Lesson 3 - Hands-On with MongoDB

Welcome to MongoDB

In Lesson 2 you learned what NoSQL is and when to use it. Now you put document databases to work. MongoDB is the most popular NoSQL database, and if you are coming from SQL it can feel like learning a new language — so this lesson is fully hands-on. You will see exactly how document databases solve real data engineering problems.

Here is the scenario you will build around. You are a data engineer at a growing e-commerce company. Your customer review system started simple: star ratings and text in a SQL database. But success brought complexity. Marketing wants verified-purchase badges. The mobile team is adding photo uploads. Product management is launching video reviews. In SQL, each change means a schema migration that takes hours across millions of rows. This is the schema evolution problem that drives data engineers to NoSQL — and you are about to watch MongoDB make it disappear.

By the end of this lesson, you will be able to:

  • Set up a MongoDB Atlas cluster and configure access
  • Insert flexible documents and evolve the schema with zero migrations
  • Query documents with field matches, operators, and existence checks
  • Build aggregation pipelines that answer real business questions
  • Connect MongoDB to Python with PyMongo for a complete data pipeline

You only need a little Python comfort. Let’s get started.

Data for this lesson

Platform: MongoDB (via MongoDB Atlas + Compass).

Data: you’ll create your own database and collections during the lesson — no SQL tables and no download needed.


Setting Up MongoDB Atlas

You will use MongoDB Atlas, MongoDB’s managed cloud service.

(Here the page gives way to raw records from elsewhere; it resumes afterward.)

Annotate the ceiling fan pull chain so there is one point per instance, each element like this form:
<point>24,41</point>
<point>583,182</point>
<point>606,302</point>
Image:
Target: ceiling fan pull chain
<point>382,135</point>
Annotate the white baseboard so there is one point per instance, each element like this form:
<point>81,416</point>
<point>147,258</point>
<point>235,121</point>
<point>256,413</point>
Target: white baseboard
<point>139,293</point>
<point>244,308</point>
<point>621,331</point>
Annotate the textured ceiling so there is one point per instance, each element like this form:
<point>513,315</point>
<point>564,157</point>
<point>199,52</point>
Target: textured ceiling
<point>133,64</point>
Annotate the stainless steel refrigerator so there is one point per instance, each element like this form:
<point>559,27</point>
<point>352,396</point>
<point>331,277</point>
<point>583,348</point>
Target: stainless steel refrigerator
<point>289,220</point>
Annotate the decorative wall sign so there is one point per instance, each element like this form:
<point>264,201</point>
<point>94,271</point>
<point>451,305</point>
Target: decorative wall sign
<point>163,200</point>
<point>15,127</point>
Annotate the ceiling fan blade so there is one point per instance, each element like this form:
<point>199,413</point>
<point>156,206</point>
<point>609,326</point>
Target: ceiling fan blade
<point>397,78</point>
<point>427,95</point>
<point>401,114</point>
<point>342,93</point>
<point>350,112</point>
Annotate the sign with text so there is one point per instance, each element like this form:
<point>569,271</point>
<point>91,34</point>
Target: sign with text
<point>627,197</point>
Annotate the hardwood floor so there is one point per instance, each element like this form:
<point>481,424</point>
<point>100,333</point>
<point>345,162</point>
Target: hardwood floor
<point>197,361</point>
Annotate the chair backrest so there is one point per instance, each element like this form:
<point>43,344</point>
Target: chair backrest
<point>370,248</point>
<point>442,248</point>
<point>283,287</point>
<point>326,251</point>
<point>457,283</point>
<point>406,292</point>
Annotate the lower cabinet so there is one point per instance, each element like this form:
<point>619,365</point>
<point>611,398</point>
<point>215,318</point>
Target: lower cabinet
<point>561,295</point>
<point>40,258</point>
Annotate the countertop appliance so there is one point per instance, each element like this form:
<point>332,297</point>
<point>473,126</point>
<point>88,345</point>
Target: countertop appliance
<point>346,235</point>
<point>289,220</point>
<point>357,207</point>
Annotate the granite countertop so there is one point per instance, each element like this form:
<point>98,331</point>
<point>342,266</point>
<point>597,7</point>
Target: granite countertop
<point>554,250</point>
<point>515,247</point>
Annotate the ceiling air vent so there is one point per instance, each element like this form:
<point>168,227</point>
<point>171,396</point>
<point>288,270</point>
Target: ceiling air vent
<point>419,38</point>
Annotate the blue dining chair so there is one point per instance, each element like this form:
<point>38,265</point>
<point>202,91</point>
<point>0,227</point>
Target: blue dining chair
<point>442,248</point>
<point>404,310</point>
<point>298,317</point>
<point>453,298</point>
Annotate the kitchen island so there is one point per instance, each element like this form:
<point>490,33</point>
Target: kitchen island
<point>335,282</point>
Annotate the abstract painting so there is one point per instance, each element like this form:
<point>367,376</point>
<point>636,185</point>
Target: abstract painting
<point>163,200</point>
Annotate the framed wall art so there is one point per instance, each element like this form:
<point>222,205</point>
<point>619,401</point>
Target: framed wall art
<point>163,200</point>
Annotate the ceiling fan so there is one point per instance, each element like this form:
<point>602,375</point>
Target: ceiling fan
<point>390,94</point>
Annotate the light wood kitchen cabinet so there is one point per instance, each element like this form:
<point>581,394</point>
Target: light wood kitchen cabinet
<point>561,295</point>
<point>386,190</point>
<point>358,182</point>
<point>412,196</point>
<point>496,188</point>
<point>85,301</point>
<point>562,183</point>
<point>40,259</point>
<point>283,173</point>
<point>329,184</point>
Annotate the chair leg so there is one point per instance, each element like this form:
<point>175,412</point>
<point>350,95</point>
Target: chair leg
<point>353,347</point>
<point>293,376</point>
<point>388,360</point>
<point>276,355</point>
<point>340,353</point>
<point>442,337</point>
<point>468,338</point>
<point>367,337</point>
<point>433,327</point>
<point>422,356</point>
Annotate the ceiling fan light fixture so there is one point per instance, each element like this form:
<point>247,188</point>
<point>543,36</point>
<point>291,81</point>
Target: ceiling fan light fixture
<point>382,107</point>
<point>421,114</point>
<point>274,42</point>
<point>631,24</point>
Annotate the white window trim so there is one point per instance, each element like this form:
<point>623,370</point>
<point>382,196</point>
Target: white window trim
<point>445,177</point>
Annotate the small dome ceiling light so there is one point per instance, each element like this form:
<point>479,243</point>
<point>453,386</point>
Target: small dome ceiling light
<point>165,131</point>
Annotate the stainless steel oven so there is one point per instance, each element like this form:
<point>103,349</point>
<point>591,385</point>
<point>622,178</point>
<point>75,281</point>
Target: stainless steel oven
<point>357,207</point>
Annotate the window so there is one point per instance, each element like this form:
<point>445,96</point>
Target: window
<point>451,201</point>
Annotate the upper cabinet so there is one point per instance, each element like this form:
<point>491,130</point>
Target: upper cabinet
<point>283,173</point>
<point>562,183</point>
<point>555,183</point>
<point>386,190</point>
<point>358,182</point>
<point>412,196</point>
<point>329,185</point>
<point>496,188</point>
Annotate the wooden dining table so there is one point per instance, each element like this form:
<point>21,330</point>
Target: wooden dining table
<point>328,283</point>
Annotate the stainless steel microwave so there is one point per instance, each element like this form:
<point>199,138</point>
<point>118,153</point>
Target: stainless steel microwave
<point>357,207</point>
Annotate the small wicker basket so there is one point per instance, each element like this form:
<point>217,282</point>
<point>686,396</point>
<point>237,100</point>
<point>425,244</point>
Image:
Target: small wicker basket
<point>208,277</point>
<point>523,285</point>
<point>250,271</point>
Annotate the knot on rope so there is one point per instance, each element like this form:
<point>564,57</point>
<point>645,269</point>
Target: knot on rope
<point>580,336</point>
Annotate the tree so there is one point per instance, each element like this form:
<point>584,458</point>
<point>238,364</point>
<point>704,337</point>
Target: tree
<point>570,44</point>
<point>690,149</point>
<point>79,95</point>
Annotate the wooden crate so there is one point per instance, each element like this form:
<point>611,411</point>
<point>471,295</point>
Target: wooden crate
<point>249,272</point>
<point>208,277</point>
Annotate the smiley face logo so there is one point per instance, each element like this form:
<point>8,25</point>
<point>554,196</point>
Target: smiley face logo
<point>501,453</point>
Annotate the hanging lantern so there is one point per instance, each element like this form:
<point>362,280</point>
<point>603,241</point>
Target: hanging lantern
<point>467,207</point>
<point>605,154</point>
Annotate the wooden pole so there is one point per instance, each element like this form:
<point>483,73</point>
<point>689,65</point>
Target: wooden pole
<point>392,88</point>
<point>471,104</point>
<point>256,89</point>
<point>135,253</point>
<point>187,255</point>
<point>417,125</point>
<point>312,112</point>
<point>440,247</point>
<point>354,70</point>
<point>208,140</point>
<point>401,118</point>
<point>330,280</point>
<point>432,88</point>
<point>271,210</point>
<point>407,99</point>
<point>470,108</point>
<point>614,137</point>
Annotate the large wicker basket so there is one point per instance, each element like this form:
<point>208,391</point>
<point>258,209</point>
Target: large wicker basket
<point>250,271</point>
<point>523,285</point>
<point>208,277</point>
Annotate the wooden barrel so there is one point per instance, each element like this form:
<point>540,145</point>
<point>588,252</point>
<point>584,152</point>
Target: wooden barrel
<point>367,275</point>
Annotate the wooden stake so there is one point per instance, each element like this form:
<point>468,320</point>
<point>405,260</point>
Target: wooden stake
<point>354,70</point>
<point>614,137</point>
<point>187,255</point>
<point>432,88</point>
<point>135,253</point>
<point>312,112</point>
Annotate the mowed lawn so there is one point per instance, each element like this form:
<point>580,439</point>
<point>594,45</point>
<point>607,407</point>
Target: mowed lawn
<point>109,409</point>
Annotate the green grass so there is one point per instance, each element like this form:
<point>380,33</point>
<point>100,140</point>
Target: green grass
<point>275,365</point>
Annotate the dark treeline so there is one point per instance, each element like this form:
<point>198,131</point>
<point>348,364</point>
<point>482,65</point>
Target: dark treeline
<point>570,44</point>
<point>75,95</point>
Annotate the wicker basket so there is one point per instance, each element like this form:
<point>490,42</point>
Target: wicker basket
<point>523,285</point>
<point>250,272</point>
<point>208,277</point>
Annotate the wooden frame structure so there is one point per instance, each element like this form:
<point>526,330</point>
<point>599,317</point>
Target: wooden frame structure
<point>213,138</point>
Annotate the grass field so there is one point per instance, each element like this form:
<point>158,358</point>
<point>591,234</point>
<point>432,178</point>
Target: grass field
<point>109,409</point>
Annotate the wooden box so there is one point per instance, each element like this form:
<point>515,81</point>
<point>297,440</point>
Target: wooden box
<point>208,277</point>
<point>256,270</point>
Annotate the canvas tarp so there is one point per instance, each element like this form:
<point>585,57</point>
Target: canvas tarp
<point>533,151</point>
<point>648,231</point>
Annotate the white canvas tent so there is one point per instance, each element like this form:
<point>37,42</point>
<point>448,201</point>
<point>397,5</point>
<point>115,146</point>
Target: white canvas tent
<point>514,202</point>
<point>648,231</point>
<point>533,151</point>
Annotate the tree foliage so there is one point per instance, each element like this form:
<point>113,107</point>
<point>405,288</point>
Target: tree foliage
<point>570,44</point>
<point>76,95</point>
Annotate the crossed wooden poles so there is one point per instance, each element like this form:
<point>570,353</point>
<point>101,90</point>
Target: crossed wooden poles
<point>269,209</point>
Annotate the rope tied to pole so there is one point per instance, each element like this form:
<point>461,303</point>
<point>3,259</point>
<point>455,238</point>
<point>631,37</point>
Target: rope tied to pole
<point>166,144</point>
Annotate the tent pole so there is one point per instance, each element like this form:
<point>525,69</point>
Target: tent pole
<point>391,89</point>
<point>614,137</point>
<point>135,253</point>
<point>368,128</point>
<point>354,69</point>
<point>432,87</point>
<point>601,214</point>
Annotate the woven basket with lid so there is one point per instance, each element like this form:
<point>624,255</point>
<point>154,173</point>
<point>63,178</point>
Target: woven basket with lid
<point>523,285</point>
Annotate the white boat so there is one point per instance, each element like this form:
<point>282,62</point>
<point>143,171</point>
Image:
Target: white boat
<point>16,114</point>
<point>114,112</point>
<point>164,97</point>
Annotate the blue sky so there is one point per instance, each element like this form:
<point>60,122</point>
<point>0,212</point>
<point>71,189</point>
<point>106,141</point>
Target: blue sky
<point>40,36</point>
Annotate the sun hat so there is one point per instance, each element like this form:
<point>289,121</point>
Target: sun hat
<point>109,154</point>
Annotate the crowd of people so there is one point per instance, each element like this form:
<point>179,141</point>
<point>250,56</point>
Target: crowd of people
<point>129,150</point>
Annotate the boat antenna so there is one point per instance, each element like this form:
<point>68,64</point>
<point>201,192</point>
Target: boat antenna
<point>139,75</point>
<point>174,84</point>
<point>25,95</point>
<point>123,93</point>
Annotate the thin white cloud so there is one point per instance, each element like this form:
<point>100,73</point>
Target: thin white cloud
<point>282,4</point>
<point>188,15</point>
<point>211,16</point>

Atlas mirrors how you would deploy MongoDB professionally, and it is fast to set up so you get straight to the concepts. (You could install MongoDB locally instead, but Atlas keeps the setup out of your way.)

Create your account and cluster

Go to MongoDB’s Atlas page and create a free account — no credit card required. The free tier gives you 512 MB of storage, more than enough for learning and even small production workloads.

Click Build a Database and choose the free shared cluster. Pick any cloud provider and a region near you; the defaults are fine because you are learning concepts, not optimizing performance. Name the cluster something simple like learning-cluster and click Create.

Configure access: user and network

While Atlas builds your cluster — yes, even the free tier is distributed across multiple servers — you configure two things: a database user and network access.

For the database user, click Database Access in the left menu and add a user. Choose password authentication, create credentials you will remember, and set permissions to Read and write to any database.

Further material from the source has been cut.